Training of the recruited dentists in determining risk-based recall interval according to the NICE Guideline, including setting and review of individualised patient recall intervals, was provided in the form of an online training package, developed specifically for this study. Dentists were instructed to complete this training before screening any potential patient participants for the trial, and annually throughout the trial follow-up period, with CPD credits provided for completing training.
Clinical outcomes were recorded by blinded outcome assessors (n = 4) at the four-year follow-up period. Training was provided before clinical outcome collection and repeated halfway through trial outcome collection to ensure consistency of the assessment process. The primary clinical outcome was bleeding on probing at the gingival margin measured by running a University of North Carolina probe circumferentially around each tooth just within the gingival sulcus or pocket.12 After 30 seconds, bleeding was recorded as being present or absent on the buccal and lingual surfaces of each tooth and reported as the percentage of sites with bleeding. Dentists were advised that any periodontal screening or treatment, including scale and polish, should be delayed until after the trial outcome assessment.

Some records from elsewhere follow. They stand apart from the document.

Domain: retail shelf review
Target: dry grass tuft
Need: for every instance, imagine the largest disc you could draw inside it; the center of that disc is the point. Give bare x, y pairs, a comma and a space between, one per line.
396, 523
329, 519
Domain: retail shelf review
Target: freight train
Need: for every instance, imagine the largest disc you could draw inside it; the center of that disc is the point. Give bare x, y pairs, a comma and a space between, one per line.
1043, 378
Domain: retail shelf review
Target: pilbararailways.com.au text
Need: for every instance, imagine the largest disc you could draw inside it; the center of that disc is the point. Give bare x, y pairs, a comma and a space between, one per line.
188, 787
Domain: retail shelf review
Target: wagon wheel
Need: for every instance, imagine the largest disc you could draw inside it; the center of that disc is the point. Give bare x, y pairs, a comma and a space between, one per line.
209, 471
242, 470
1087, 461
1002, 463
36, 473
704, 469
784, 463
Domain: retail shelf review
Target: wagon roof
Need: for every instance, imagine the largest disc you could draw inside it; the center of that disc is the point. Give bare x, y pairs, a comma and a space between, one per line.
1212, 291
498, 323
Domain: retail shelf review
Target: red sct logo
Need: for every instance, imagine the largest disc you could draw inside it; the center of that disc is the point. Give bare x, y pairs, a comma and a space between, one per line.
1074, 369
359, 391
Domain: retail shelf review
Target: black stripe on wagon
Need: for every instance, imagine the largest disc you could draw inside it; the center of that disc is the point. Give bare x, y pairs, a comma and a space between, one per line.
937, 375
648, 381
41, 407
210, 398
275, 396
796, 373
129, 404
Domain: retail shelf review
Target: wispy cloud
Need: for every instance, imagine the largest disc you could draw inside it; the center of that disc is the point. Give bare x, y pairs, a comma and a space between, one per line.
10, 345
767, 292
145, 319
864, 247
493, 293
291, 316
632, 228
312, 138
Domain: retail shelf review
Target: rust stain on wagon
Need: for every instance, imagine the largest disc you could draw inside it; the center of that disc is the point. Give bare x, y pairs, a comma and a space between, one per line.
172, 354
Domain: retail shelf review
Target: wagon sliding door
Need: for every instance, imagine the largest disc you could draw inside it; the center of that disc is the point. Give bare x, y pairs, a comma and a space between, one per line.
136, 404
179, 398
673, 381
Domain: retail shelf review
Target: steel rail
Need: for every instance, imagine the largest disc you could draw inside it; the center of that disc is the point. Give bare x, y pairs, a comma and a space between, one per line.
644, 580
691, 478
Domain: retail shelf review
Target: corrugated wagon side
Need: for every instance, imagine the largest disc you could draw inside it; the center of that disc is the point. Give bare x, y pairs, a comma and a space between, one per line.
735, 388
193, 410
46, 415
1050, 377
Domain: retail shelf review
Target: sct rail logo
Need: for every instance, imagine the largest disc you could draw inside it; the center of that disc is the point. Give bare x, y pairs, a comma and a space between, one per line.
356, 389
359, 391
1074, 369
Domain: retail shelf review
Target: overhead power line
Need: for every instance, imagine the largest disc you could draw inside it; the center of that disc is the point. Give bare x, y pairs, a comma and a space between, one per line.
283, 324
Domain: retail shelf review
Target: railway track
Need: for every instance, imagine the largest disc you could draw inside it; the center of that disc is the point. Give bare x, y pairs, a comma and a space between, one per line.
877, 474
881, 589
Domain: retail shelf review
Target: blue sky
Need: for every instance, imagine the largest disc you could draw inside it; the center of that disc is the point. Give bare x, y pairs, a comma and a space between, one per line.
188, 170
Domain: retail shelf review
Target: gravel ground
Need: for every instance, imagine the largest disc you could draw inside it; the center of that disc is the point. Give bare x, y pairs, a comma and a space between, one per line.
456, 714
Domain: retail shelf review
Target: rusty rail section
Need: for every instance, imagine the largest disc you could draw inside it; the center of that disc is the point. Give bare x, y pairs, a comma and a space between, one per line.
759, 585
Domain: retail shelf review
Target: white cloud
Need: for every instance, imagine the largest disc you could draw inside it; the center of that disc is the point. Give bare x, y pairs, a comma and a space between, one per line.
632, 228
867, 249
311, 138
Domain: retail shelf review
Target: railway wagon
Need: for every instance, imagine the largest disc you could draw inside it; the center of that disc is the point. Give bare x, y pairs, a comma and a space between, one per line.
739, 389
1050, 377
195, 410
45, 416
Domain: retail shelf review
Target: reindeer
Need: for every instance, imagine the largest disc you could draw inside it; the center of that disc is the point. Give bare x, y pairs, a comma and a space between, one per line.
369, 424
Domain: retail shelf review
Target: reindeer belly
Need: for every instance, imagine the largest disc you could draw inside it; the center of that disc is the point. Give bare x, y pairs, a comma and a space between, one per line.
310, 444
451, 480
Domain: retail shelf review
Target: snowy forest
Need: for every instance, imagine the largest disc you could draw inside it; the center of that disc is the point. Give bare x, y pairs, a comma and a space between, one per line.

Patient-reported outcomes were collected at baseline and annually by self-administered postal questionnaires. Oral health-related quality of life (OHRQoL) was the primary patient-reported outcome collected annually by postal questionnaires and measured using the Oral Health Impact Profile-14 (OHIP-14).13 The OHIP-14 is a 14-question oral health specific patient-centred measure referring to symptoms in the past 12 months which produces a score ranging from zero to 56, with worsening OHRQoL associated with higher scores.
Secondary outcomes were dental caries at the enamel and dentine thresholds, periodontal probing depth, calculus, dental anxiety,14 oral health-related knowledge and behaviours (including questions on toothbrushing duration and frequency, and interdental cleaning), oral health attitudes, generic quality of life, and satisfaction with dental care. Dentists' attitudes towards dental recall strategies were collected at baseline and at four years. Details on the assessment of secondary outcomes are provided in the INTERVAL Trial report.1
The trial was overseen by a Trial Steering Committee (TSC) and an independent Data Monitoring Committee. A project management group took responsibility for the accuracy and completeness of the data, analyses, and reporting and for the fidelity of the study to the protocol.
Patient and public involvement
Prior to the start of the INTERVAL trial, patients provided input into the trial design and in recruitment and communication strategies. Patient contribution was also obtained in the design of the trial invitation and newsletters and in the layout of patient participant questionnaires. Members of the public were also involved in trial oversight through membership of the TSC, including contribution to interpretation of the trial findings and preparation of the final report.
An intention-to-treat analysis was performed for the pre-specified comparisons of six-month, risk-based and 24-month recall (for the group eligible for a 24-month recall) and risk-based versus six-month recall (for the group ineligible for a 24-month recall). Outcomes collected at year four were analysed using a generalised linear model with a random effect for dental practice; outcomes collected across the four years were analysed using a mixed effects model with two random effects: participant and practice. A time-by-treatment interaction term was included in the models. The appropriate effect sizes and 95% confidence intervals were derived. All analyses were adjusted for the minimisation variables, therefore alpha was set to 0.05, two-sided.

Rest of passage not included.